So yes. I will never know who my father was as a child. I was too stupid to understand everything then. But I have a father now that I very much want to be like and I hope to have a child of my own someday to show the meaning of hardwork and persistence to the same way he has shown me.
lambsone
5 months ago • Jun 13, 2024
lambsone • Jun 13, 2024
WOW, that's beautiful Solace. From what I know of you, just from reading your posts, I think you are well on your way to being the kind of good man your father turned out to be!
Solace​(dom male)
5 months ago • Jun 13, 2024
Solace​(dom male) • Jun 13, 2024
Thank you for your kind words. I think that for many regardless of the love or hate they have for their father, it is a great fear to not be able meet or surpass them.
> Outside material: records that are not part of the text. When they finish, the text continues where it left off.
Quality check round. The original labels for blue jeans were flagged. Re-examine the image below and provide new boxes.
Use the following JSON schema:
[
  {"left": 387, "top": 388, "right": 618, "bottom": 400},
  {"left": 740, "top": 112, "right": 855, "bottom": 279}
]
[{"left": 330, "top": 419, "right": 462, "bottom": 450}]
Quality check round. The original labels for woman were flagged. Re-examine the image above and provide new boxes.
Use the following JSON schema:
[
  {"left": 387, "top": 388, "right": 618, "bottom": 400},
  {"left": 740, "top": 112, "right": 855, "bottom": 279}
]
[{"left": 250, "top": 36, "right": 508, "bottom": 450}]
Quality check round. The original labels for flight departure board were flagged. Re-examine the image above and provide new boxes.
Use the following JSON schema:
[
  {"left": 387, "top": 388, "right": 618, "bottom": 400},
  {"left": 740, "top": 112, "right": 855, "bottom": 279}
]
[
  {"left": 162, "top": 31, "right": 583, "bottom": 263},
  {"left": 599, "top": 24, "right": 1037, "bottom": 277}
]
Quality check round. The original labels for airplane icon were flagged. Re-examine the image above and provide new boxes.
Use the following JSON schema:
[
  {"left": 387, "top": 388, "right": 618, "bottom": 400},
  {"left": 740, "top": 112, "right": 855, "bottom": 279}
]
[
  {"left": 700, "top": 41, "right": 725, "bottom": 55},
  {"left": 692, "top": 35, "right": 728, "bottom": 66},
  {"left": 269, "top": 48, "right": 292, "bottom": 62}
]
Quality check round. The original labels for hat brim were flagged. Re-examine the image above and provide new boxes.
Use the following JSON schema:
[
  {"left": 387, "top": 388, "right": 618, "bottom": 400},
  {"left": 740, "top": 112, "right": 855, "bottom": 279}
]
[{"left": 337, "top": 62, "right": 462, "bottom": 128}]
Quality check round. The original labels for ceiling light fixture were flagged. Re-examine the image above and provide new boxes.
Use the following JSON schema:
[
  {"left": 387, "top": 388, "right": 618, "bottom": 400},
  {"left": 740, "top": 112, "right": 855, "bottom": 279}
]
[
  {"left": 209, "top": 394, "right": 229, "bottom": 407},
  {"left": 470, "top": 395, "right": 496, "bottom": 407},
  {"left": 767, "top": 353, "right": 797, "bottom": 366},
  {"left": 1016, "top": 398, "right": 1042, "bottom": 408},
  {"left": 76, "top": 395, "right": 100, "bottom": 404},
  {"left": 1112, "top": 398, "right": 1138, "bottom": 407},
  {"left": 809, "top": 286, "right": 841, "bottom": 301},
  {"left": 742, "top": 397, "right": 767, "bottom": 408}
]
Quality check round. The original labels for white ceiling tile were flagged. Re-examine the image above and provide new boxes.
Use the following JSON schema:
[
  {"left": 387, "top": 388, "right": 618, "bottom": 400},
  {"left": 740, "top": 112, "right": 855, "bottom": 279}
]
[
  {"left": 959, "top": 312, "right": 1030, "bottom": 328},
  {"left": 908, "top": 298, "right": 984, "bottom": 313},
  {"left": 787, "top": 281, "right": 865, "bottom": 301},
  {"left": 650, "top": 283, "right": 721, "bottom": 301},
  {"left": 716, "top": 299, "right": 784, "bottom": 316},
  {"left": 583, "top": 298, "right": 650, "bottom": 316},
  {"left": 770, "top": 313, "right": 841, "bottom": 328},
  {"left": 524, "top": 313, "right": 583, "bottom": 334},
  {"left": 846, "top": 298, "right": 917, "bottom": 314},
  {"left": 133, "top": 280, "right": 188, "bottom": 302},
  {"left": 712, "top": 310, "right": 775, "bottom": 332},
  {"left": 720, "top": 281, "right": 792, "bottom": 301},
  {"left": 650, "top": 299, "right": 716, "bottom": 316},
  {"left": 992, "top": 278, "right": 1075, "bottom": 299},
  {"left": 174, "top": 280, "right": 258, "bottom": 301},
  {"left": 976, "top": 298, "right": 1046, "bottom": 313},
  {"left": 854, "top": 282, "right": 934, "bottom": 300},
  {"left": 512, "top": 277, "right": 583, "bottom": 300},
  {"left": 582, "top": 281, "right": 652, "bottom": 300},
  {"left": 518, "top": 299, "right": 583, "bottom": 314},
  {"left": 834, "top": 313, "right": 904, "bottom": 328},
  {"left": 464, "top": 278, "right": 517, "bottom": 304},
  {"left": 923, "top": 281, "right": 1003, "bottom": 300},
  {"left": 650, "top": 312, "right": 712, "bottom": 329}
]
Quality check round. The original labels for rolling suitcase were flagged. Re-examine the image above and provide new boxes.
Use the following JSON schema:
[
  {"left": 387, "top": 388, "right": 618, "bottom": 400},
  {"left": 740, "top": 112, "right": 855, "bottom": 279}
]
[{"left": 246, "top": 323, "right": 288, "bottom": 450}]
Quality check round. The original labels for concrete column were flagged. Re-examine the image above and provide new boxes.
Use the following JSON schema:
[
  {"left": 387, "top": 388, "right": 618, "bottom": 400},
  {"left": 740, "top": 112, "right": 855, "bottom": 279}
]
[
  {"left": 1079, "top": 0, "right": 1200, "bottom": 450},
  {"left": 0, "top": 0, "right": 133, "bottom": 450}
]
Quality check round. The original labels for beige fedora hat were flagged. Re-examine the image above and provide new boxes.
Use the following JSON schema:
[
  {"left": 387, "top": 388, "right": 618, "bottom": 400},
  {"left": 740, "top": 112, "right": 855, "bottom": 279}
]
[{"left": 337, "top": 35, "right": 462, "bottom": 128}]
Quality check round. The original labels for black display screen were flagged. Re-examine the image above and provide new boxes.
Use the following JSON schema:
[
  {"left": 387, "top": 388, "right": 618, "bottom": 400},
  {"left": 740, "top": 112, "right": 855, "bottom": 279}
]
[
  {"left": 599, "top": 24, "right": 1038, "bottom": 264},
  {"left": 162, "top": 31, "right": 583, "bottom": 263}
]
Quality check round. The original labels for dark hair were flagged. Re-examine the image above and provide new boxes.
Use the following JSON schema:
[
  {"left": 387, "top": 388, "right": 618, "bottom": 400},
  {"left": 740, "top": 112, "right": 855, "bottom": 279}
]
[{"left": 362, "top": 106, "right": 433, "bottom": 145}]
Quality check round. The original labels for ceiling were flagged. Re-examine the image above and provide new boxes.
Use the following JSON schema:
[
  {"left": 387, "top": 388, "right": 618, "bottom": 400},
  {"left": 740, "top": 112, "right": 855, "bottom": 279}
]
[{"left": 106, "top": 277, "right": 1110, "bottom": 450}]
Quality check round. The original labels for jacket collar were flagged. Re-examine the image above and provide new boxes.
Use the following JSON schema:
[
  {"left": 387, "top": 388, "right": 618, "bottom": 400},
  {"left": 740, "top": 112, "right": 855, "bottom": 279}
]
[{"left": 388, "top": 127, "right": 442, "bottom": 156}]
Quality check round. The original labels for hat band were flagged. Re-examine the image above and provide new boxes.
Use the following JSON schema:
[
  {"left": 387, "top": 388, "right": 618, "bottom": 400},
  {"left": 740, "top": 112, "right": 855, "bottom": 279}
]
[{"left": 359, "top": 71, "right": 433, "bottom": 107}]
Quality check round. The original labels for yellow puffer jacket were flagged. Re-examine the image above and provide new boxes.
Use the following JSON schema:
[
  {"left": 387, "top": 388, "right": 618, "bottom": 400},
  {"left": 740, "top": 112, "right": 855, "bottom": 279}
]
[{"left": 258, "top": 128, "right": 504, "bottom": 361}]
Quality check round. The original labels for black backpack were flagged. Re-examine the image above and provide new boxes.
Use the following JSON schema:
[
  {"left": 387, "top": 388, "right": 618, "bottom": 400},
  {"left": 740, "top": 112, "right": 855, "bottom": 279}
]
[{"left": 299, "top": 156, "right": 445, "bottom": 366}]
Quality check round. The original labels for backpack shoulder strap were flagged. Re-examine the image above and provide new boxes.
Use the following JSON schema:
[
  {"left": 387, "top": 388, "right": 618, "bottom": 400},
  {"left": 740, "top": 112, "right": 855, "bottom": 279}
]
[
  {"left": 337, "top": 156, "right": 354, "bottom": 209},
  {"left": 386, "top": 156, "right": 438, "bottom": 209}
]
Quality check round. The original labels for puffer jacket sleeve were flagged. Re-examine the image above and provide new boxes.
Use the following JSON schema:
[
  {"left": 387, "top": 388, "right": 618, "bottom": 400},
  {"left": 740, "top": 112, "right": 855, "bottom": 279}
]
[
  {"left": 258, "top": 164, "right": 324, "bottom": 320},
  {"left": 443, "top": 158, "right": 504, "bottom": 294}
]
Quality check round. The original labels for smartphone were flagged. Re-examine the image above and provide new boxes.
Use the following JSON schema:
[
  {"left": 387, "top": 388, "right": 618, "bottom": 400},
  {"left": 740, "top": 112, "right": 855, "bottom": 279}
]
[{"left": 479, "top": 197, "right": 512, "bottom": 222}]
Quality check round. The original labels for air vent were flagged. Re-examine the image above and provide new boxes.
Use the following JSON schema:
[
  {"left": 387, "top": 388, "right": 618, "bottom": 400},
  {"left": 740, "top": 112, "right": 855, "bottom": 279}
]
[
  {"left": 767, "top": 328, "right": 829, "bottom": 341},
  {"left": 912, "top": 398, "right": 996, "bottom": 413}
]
Especially after all my father has done to aid in that effort.
lambsone
5 months ago • Jun 13, 2024
lambsone • Jun 13, 2024
We too got closer to our Father when we grew older Solace. Funny how that happens. In fact some of the best times I ever spent with him were the 4 hours every Sunday that I spent with him while my mom was in a nursing home and after her death.

I was bored silly with most of his talk but there was always something very profound that would come out of his mouth in a simple country bumpkin way that meant the world to me.
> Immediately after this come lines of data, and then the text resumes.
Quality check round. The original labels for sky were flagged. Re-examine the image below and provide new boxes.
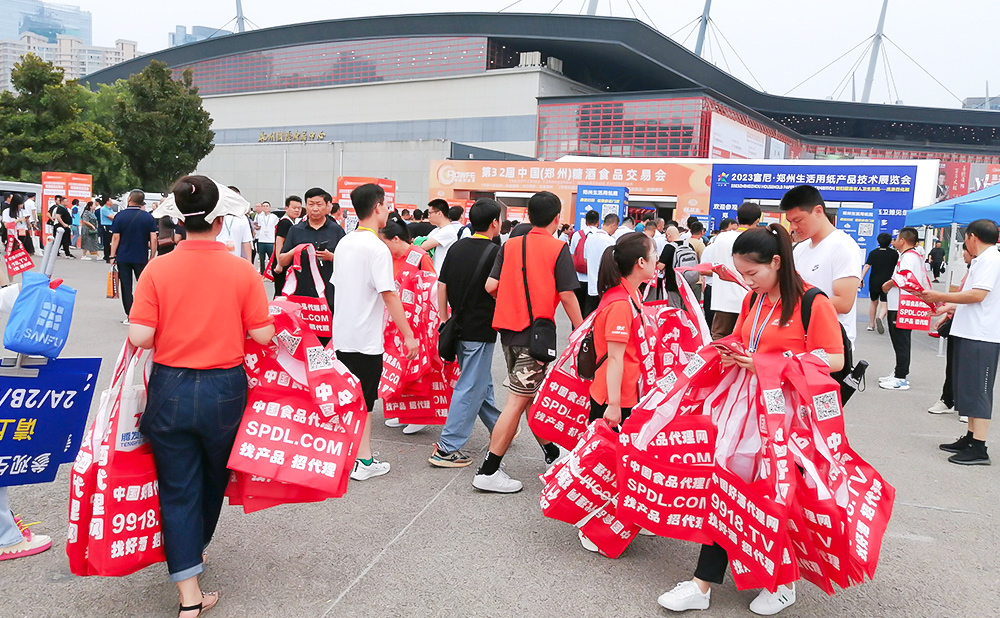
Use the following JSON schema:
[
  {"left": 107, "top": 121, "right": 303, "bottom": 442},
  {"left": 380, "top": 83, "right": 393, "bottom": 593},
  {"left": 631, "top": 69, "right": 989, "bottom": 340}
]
[{"left": 78, "top": 0, "right": 1000, "bottom": 107}]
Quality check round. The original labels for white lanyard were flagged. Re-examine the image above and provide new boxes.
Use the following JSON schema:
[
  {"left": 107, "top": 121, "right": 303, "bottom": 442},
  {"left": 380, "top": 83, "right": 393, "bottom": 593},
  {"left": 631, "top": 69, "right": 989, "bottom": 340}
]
[{"left": 747, "top": 294, "right": 778, "bottom": 353}]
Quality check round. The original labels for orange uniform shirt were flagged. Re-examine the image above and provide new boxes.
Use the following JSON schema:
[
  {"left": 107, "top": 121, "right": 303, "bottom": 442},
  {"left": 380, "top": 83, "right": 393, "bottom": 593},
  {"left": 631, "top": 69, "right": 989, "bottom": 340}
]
[
  {"left": 392, "top": 247, "right": 434, "bottom": 279},
  {"left": 129, "top": 240, "right": 274, "bottom": 369},
  {"left": 590, "top": 279, "right": 642, "bottom": 408},
  {"left": 733, "top": 284, "right": 844, "bottom": 354}
]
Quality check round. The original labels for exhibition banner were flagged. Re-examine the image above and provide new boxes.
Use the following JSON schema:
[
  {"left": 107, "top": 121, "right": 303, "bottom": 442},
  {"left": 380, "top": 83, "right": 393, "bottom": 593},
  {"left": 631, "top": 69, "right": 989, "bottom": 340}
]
[{"left": 573, "top": 185, "right": 628, "bottom": 230}]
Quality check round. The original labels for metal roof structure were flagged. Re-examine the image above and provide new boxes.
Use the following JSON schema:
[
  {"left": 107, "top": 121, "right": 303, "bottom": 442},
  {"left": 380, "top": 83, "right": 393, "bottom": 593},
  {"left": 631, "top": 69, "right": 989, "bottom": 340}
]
[{"left": 80, "top": 13, "right": 1000, "bottom": 152}]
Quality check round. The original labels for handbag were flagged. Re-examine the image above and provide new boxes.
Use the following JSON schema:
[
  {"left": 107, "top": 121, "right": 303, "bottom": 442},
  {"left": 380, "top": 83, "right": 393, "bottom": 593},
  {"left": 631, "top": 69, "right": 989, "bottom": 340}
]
[
  {"left": 521, "top": 234, "right": 556, "bottom": 363},
  {"left": 438, "top": 244, "right": 498, "bottom": 362},
  {"left": 66, "top": 342, "right": 166, "bottom": 577},
  {"left": 107, "top": 264, "right": 118, "bottom": 298},
  {"left": 3, "top": 272, "right": 76, "bottom": 358}
]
Everytime I visited him, I waited to discover what that one thing would be and he never disappointed me. He died 5 years after my mom, and we all shed tears when he was gone.
Miki​(masochist female)
5 months ago • Jun 14, 2024
Miki​(masochist female) • Jun 14, 2024
@Solace I won't quote, your post is not far above.

Don't blame yourself too much. From what you described he had issues while you happened to be a child growing up. What had happened was he sorted out whatever it was that caused him to be an "angry man who stayed at your home..."

It could have been worse, if you think that's possible.. He could have been the man you know today while you were growing up but something or someone causes him to turn surly and intolerable. That has happened far more often than I care to count.

Toss in another thing "we" see fairly often. Fathers and sons and a grain of salt. Ditto for mothers and daughters. Just one of those things.

-------------------------------------------------------

I am not speaking from personal experience whatsoever, but rather those of people I have known and communicated with over the years... even decades.
My relationship with my old man is as expected given the leftovers of the culture from our heritage. Not warm, not cold, just compatibility.
That and he lives on the other side of the country with my mother and my brother doesn't live far from them.

I did the usual.... I sent him a tie.
lambsone
5 months ago • Jun 14, 2024
lambsone • Jun 14, 2024
How many ties have you sent him over the years Miki? LOL!
Solace​(dom male)
5 months ago • Jun 14, 2024
Solace​(dom male) • Jun 14, 2024
Hello Miki, always a pleasure.

I don't blame myself. It's part of growing up learning these things. I just identify it for what it was and is.

I do feel great sympathy for my father now. I reflect on how alone he might have felt at times in his own home with his own family. What a waste.